Embracing the Legacy awards are presented annually to activists working to eliminate injustice affecting children. Wornick, a consumer reporter and member of her television station’s investigative unit, is known for her support of Boston’s at-risk youth, cancer patients, and the homeless. Loughlin is a member of the Coldwell Banker Residential Brokerage Cares advisory committee. The company’s fund-raising arm has contributed more than $3 million to 250 New England-based nonprofits.
Additional award recipients are William Bell, president and CEO of Seattle-based Casey Family Programs; and Express Yourself, a nonprofit organization in Beverly that immerses youngsters in music, dance, and visual arts.
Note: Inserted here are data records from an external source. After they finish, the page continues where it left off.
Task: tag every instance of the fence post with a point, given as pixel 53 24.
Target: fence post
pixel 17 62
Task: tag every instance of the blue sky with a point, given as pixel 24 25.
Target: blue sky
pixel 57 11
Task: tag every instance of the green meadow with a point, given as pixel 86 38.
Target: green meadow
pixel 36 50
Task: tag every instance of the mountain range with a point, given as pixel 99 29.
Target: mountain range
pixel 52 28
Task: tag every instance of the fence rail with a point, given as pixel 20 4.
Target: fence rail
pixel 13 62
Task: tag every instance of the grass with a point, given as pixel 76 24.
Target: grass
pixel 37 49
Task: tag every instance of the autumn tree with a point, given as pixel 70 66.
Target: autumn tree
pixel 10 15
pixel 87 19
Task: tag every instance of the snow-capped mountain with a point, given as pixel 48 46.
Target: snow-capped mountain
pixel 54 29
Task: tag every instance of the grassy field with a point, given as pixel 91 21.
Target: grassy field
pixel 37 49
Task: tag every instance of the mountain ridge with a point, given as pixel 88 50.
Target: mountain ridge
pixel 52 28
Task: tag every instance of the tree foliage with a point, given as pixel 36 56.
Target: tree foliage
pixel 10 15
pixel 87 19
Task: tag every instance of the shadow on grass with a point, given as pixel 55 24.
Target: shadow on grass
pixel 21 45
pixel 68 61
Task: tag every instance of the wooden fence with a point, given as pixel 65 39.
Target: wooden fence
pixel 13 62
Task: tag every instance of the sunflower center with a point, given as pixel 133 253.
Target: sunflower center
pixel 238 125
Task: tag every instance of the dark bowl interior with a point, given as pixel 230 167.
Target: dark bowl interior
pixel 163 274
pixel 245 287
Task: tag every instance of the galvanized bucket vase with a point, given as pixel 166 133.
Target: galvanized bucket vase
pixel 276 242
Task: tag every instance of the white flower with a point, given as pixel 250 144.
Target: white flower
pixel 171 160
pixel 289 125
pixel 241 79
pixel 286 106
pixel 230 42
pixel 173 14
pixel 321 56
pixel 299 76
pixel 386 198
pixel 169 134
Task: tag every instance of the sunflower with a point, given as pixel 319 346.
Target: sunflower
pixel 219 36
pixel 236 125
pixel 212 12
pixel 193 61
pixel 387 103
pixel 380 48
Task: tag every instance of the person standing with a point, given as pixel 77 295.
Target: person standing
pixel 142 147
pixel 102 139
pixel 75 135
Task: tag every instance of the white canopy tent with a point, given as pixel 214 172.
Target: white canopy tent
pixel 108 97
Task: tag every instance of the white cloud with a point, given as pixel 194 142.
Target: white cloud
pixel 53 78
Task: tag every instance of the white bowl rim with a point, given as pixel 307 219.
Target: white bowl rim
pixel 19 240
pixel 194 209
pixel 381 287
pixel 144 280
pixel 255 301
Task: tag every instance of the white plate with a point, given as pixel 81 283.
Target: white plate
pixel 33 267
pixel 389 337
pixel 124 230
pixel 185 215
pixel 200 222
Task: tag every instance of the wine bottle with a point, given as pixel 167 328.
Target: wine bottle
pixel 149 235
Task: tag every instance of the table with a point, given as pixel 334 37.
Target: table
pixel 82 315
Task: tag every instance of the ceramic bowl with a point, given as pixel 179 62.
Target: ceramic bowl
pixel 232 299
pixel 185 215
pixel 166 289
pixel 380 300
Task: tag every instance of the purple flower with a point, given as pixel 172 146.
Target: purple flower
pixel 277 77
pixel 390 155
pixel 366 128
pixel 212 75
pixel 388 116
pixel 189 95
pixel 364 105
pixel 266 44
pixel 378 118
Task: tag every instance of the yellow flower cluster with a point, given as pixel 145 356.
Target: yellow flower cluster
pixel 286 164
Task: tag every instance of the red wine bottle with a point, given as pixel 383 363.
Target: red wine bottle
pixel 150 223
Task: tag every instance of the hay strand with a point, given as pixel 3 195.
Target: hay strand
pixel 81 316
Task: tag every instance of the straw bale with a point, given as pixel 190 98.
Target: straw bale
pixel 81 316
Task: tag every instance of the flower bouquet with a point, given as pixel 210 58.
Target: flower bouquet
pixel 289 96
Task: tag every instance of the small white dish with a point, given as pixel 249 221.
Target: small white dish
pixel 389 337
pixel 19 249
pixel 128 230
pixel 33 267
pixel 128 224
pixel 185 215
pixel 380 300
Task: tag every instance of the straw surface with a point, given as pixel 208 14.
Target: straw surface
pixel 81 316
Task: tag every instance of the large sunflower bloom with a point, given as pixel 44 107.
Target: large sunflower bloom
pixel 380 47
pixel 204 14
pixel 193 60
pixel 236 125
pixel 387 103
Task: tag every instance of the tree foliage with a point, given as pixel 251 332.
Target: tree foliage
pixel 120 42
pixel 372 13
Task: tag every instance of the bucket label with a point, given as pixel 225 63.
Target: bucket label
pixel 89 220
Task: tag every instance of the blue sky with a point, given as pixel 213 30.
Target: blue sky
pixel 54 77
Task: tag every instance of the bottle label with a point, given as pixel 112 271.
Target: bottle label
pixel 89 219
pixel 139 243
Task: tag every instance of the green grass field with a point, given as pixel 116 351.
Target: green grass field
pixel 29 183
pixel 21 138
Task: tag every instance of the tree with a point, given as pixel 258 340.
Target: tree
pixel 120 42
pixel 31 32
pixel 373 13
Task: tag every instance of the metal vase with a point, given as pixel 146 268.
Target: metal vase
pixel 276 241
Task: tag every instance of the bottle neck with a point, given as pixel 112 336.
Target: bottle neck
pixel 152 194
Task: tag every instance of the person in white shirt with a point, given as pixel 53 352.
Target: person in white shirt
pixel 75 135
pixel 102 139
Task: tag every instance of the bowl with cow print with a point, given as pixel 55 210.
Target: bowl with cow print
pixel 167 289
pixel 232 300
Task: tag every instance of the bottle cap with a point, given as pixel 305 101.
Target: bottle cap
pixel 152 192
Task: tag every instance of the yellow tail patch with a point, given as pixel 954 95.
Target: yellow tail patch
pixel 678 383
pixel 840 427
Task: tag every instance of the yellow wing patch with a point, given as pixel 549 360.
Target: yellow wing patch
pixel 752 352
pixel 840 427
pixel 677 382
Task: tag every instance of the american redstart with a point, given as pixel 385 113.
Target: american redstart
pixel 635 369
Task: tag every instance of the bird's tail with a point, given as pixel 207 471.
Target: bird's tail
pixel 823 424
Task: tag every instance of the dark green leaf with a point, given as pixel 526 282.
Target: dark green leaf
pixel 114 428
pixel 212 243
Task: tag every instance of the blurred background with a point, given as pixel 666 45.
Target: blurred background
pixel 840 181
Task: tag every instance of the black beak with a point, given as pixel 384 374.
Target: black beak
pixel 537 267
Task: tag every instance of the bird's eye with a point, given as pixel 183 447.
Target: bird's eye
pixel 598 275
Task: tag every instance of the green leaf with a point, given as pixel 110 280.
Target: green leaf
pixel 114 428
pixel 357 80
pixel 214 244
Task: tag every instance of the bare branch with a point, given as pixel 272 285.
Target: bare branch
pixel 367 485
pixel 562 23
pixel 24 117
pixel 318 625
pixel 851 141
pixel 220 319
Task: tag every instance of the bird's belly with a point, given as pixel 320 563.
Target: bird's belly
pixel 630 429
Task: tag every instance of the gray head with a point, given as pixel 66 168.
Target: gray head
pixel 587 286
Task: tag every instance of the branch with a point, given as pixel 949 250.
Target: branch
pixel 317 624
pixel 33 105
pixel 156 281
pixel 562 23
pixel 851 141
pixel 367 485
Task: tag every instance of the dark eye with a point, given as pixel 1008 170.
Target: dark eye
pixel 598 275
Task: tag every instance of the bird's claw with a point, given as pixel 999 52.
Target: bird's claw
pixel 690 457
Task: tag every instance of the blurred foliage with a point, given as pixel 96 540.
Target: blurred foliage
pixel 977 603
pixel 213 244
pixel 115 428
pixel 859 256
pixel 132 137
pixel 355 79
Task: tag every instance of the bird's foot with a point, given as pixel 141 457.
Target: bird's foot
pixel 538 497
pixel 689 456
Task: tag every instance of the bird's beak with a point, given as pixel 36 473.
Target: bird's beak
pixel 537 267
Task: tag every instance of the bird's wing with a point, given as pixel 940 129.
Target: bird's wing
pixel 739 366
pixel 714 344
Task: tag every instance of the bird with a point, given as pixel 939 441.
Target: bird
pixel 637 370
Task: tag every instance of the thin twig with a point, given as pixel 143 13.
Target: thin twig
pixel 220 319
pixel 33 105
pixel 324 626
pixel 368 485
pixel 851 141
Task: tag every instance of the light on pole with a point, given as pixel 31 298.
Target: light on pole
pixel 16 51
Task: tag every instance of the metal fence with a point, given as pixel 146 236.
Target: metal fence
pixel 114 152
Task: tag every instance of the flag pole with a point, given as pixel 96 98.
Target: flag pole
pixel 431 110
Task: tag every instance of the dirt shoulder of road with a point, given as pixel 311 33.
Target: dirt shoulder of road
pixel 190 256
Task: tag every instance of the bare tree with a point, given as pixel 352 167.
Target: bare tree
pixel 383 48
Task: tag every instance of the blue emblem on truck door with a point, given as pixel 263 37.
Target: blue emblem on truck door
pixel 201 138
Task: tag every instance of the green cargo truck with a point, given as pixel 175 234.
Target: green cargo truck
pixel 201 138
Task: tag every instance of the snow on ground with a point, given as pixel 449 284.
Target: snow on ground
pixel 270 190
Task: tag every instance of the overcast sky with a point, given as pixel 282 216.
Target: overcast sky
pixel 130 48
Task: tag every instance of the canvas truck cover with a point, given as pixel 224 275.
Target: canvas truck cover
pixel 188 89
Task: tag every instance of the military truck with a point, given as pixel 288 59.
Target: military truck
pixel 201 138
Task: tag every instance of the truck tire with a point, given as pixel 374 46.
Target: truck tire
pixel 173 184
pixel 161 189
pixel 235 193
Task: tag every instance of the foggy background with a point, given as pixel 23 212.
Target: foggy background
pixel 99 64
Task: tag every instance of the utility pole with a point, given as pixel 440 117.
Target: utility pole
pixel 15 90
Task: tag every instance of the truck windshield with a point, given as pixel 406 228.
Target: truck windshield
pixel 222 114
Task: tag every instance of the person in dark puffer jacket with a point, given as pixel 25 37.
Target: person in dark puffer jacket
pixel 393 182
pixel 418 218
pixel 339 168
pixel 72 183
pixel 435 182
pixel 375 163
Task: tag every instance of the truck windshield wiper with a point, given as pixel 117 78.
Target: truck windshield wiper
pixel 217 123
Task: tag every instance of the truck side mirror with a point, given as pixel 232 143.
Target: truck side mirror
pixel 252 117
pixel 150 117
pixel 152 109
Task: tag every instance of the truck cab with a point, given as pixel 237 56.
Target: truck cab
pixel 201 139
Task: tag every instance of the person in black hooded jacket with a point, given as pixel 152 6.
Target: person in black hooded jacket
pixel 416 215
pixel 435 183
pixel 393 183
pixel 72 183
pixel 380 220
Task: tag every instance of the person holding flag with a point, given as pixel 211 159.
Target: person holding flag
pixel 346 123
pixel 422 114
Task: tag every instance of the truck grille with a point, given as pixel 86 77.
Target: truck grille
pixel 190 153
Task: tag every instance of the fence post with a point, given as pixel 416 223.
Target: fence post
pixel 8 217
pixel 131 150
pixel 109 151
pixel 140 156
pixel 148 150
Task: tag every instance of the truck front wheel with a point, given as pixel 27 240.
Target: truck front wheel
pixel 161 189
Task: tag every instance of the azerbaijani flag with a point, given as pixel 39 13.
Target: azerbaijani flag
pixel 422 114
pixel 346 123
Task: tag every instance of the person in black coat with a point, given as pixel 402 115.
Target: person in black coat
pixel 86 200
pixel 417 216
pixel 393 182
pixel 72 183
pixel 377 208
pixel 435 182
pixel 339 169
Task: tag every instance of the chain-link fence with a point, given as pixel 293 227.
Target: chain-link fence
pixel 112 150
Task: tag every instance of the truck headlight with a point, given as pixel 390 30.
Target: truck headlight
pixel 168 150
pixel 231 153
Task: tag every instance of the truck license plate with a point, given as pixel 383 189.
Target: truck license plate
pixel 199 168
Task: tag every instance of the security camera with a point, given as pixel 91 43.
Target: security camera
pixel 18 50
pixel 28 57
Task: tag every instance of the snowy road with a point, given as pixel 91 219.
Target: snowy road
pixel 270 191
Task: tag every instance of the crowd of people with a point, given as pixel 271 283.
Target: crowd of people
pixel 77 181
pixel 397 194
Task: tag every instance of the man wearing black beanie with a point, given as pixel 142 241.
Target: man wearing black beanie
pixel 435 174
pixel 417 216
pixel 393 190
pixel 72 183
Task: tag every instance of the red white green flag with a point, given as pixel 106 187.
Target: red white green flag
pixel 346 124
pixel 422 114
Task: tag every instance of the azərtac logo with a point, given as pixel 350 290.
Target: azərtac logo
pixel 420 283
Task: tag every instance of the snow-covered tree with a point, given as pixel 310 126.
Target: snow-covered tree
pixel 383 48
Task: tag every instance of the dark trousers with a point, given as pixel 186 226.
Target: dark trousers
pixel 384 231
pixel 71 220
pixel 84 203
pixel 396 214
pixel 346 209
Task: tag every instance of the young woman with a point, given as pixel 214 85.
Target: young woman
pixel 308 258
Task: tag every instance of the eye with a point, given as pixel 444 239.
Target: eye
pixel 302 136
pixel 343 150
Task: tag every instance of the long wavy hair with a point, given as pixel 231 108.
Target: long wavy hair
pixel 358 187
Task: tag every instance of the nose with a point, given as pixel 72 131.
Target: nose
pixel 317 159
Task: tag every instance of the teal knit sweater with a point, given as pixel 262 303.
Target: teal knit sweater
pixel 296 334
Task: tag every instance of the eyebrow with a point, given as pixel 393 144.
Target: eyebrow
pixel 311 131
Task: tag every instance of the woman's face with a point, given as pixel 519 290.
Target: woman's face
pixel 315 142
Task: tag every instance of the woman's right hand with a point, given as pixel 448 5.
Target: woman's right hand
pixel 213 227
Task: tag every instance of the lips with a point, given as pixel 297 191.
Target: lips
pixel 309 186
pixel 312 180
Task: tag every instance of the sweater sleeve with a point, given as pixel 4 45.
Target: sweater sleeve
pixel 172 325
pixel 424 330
The benefit event will include a cocktail reception, dinner, and program. For ticket information, call Lisa Sikora at 617-227-4183, ext. 122, or visit www.rfkchildren.org.
ENCORE PRESENTATION: Carol Greenfield of Newton was recently honored with the 2012 Louis Lowy Distinguished Service Award in Gerontology by the Massachusetts Gerontology Association. Greenfield, founder of Newton-based Discovering What’s Next, was recognized for her longstanding leadership in empowering aging adults.
Greenfield was previously a consultant to the state Executive Office of Elder Affairs, and the New England Employee Benefits Council‘s executive director.
JAZZ STARS: Medfield High School senior Kabir Thatte was named Outstanding Vibraphone Soloist at the 17th annual Essentially Ellington high school jazz band competition and festival, which took place last month at the Lincoln Center in New York City. Sophomore Alex Rosenfeld received an honorable mention for trumpet.
The Medfield High School Jazz Band was one of 15 finalists that were selected from school ensembles across the country for the Essentially Ellington competition. Top honors this year went to the Dillard Center for the Arts in Fort Lauderdale, Fla.
As a finalist, Medfield receives a $500 award toward its jazz programs.